Questa dell’interculturalità e interreligiosità è una nuova terra su cui stiamo camminando da tempo, moltissimi sono i trabocchetti, le erte salite, le vertiginose discese, i “cul de sac”, i miraggi, le scorciatoie, i precipizi, ma molte sono le “guide” che “profeticamente” ci indicano la giusta nuova via. Se davvero siamo uomini di buona volontà seguiremo le loro tracce, non per copiarli, ma per rischiare la nostra vera vita e le nostre risposte.

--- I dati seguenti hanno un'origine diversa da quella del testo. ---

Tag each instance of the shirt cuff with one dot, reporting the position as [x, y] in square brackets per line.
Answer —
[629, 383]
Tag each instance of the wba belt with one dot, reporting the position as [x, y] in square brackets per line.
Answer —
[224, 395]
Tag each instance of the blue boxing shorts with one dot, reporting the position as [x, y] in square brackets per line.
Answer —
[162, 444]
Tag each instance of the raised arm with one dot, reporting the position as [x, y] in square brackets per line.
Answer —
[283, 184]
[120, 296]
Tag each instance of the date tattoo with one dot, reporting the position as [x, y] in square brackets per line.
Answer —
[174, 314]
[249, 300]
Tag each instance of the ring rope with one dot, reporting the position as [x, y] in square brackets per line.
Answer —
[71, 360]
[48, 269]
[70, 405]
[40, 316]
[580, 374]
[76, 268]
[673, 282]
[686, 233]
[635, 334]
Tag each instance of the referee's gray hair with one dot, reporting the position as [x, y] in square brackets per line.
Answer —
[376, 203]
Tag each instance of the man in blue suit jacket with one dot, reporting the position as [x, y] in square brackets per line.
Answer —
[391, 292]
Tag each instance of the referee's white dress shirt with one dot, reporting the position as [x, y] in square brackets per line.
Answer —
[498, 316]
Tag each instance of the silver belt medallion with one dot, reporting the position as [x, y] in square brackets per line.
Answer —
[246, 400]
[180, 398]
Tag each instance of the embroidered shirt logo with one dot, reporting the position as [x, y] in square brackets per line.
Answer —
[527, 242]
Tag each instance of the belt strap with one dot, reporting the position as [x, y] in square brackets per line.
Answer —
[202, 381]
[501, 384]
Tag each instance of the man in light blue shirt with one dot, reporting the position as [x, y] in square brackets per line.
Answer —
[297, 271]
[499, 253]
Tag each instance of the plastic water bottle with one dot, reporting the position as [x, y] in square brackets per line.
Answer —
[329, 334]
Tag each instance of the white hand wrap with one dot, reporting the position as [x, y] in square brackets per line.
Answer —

Anni fa, durante questo bello e difficile cammino verso il divenire uomo, feci una domanda ad una di queste “guide” per avere la sua risposta ad un mio dilemma. Mi rispose: “credo che tu oggi possa darti da sola questa risposta”. Per me fu un colpo basso, quanto mi piaceva essere sollevata dalle mie di risposte! Quanto più semplice e facile aderire a quelle degli altri. E così che ci si inizia all’ignavia e alla tirannide.
La risposta, semplice, amorevole e contemporaneamente dura di quel Maestro, mi invitava alla mia responsabilità e alla mia libertà. E questo è il libero arbitrio, posso scegliere la strada della paura e della sottomissione o quella della responsabilità e della libertà. Per quel che posso, ogni giorno mi incammino in ascolto dell’armonia del Mistero e della Realtà e con la Speranza che è sì nell’invisibile, ma confina col visibile, perché se mi muovo io anche la Provvidenza si muoverà con me!
Provare per credere!
Patrizia Gioia, alla mia maniera
Il Crocefisso è giusto che stia nelle chiese, nelle sacrestie e nelle case dei credenti. Dagli edifici pubblici doveva essere tolto già molti decenni fa, prima ancora che si ponesse il problema della multiculturalità, e questo non per fare un dispetto ai credenti (che se lo possono guardare tranquillamente a casa propria e portarselo appeso al collo) ma per rispettare i non cattolici, ebrei, atei e quant’altri che vivono in Italia e che davanti a questo simbolo esposto nelle aule degliedifici pubblici non provano né caldo né freddo (come del resto tanti “cattolici”). Perché non organizzare una controraccolta di firme? e portarle alla Corte Europea?
Grazie, Renato, del contributo, che condivido.